Landing did say that the loss is attributable to the “absence” of around HK$657m (US$83.7m) in profit from discontinued operations of its lighting business in China and its gaming business in the United Kingdom. Another ‘absence’ of HK$209m stemmed from the reversal of impairment of trade receivables the company booked in 2017.

The company also booked higher expenses from its ongoing efforts to open its Jeju Shinhwa World resort casino in South Korea. Last November, the company announced that its scheduled 2018 opening had been pushed back to 2019 due to the Korean government slow-rolling the project’s occupation permits.

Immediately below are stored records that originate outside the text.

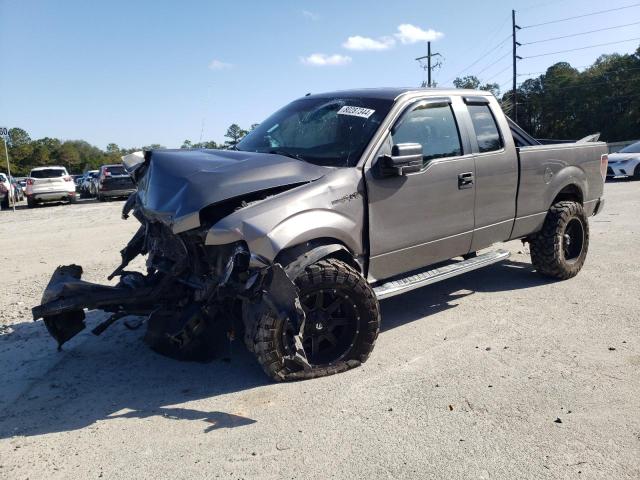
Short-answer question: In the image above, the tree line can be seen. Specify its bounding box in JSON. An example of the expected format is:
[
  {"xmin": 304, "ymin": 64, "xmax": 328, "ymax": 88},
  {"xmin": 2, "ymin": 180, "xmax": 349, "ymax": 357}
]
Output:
[
  {"xmin": 0, "ymin": 47, "xmax": 640, "ymax": 176},
  {"xmin": 454, "ymin": 47, "xmax": 640, "ymax": 142},
  {"xmin": 0, "ymin": 123, "xmax": 258, "ymax": 177}
]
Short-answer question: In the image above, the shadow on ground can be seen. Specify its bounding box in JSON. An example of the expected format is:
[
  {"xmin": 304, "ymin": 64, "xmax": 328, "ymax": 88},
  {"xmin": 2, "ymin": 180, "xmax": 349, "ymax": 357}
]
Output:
[{"xmin": 0, "ymin": 262, "xmax": 546, "ymax": 438}]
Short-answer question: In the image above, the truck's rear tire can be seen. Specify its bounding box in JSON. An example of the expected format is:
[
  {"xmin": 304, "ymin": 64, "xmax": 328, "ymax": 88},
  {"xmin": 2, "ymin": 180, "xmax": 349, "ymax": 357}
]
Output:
[
  {"xmin": 252, "ymin": 259, "xmax": 380, "ymax": 381},
  {"xmin": 530, "ymin": 201, "xmax": 589, "ymax": 280}
]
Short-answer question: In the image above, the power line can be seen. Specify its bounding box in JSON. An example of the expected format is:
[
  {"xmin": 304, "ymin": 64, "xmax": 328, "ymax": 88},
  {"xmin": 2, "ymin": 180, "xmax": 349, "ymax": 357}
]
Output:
[
  {"xmin": 445, "ymin": 32, "xmax": 511, "ymax": 83},
  {"xmin": 522, "ymin": 3, "xmax": 640, "ymax": 29},
  {"xmin": 484, "ymin": 63, "xmax": 511, "ymax": 83},
  {"xmin": 523, "ymin": 37, "xmax": 640, "ymax": 59},
  {"xmin": 518, "ymin": 64, "xmax": 640, "ymax": 77},
  {"xmin": 545, "ymin": 78, "xmax": 638, "ymax": 91},
  {"xmin": 522, "ymin": 22, "xmax": 640, "ymax": 46},
  {"xmin": 476, "ymin": 52, "xmax": 511, "ymax": 76}
]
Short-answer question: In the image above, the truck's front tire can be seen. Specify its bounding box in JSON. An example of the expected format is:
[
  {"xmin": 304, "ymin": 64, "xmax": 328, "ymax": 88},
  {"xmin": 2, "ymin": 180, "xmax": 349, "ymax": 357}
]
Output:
[
  {"xmin": 530, "ymin": 201, "xmax": 589, "ymax": 280},
  {"xmin": 253, "ymin": 259, "xmax": 380, "ymax": 381}
]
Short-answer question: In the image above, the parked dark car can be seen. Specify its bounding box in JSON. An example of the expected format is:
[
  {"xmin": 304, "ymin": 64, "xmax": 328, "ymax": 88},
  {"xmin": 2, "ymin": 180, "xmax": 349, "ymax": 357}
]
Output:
[{"xmin": 94, "ymin": 165, "xmax": 136, "ymax": 202}]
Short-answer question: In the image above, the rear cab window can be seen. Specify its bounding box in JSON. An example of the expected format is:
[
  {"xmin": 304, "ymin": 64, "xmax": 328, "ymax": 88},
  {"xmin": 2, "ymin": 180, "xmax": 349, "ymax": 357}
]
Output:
[
  {"xmin": 466, "ymin": 100, "xmax": 504, "ymax": 153},
  {"xmin": 30, "ymin": 168, "xmax": 67, "ymax": 178},
  {"xmin": 391, "ymin": 100, "xmax": 462, "ymax": 166}
]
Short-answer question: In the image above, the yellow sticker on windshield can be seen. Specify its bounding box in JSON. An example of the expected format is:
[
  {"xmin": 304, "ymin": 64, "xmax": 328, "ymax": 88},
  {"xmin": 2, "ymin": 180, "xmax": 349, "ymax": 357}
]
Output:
[{"xmin": 338, "ymin": 105, "xmax": 375, "ymax": 118}]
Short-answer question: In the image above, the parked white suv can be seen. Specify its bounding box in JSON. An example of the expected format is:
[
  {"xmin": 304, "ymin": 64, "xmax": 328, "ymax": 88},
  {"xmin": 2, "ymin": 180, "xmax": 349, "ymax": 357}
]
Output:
[
  {"xmin": 0, "ymin": 173, "xmax": 14, "ymax": 208},
  {"xmin": 26, "ymin": 167, "xmax": 76, "ymax": 208}
]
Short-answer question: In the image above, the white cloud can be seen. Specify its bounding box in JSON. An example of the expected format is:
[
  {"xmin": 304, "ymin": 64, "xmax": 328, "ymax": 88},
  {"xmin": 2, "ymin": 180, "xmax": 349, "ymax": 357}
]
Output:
[
  {"xmin": 302, "ymin": 10, "xmax": 320, "ymax": 22},
  {"xmin": 209, "ymin": 60, "xmax": 233, "ymax": 70},
  {"xmin": 342, "ymin": 35, "xmax": 396, "ymax": 51},
  {"xmin": 300, "ymin": 53, "xmax": 351, "ymax": 67},
  {"xmin": 395, "ymin": 23, "xmax": 444, "ymax": 45}
]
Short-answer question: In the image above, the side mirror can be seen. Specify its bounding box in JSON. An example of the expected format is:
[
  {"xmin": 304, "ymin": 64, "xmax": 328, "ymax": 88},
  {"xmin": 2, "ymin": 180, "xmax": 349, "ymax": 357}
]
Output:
[{"xmin": 378, "ymin": 143, "xmax": 423, "ymax": 177}]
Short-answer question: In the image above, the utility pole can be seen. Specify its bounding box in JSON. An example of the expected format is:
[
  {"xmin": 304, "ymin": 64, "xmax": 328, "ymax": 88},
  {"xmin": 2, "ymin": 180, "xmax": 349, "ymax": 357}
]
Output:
[
  {"xmin": 416, "ymin": 42, "xmax": 442, "ymax": 88},
  {"xmin": 511, "ymin": 10, "xmax": 522, "ymax": 123}
]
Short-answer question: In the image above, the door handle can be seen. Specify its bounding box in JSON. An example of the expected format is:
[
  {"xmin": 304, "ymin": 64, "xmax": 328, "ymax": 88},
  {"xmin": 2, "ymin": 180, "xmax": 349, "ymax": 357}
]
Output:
[{"xmin": 458, "ymin": 172, "xmax": 473, "ymax": 190}]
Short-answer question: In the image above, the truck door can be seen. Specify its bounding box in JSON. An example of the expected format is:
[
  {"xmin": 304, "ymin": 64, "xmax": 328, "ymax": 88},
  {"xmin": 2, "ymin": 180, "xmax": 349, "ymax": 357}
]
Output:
[
  {"xmin": 365, "ymin": 97, "xmax": 475, "ymax": 281},
  {"xmin": 463, "ymin": 97, "xmax": 518, "ymax": 251}
]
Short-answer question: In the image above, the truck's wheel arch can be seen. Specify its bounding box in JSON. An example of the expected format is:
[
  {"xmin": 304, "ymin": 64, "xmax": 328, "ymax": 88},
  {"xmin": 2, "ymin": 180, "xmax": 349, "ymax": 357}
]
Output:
[
  {"xmin": 551, "ymin": 183, "xmax": 584, "ymax": 205},
  {"xmin": 546, "ymin": 166, "xmax": 589, "ymax": 209},
  {"xmin": 275, "ymin": 238, "xmax": 362, "ymax": 277}
]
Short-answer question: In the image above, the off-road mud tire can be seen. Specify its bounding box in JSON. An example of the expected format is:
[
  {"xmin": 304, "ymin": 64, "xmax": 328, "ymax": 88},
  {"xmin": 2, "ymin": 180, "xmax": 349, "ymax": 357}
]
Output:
[
  {"xmin": 252, "ymin": 259, "xmax": 380, "ymax": 381},
  {"xmin": 530, "ymin": 201, "xmax": 589, "ymax": 280}
]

Delayed permits and dodgy finances weren’t the only issues plaguing Landing’s 2018 performance. The company’s plans to build a major gaming venue in Manila’s Entertainment City casino zone came to naught when Philippine President Rodrigo Duterte questioned the legality of the lease contract.

Last August, the company’s chairman Yang Zhihui abruptly disappeared, allegedly after being detained at Cambodia’s international airport and repatriated to China at the request of Chinese authorities. Landing’s inability to offer any details on Yang’s disappearance resulted in a sharp sell-off of the company’s stock while Chinese VIP gamblers reportedly rushed to cash out their accounts at Landing’s existing Hyatt Regency Jeju casino.

In November, Yang reportedly reappeared as mysteriously as he’d vanished, and the company said only that he’d been “assisting” the Chinese government’s investigation of a separate company’s alleged corruption.

Last Christmas Eve, Landing announced that it had appointed Zenith CPA Ltd as its new auditor following the resignation of PricewaterhouseCoopers (PwC). Landing said PwC’s resignation letter indicated that a number of factors had led to PwC’s decision to quit, including “the level of audit fees, their available internal resources and the professional risk associated with the audit.”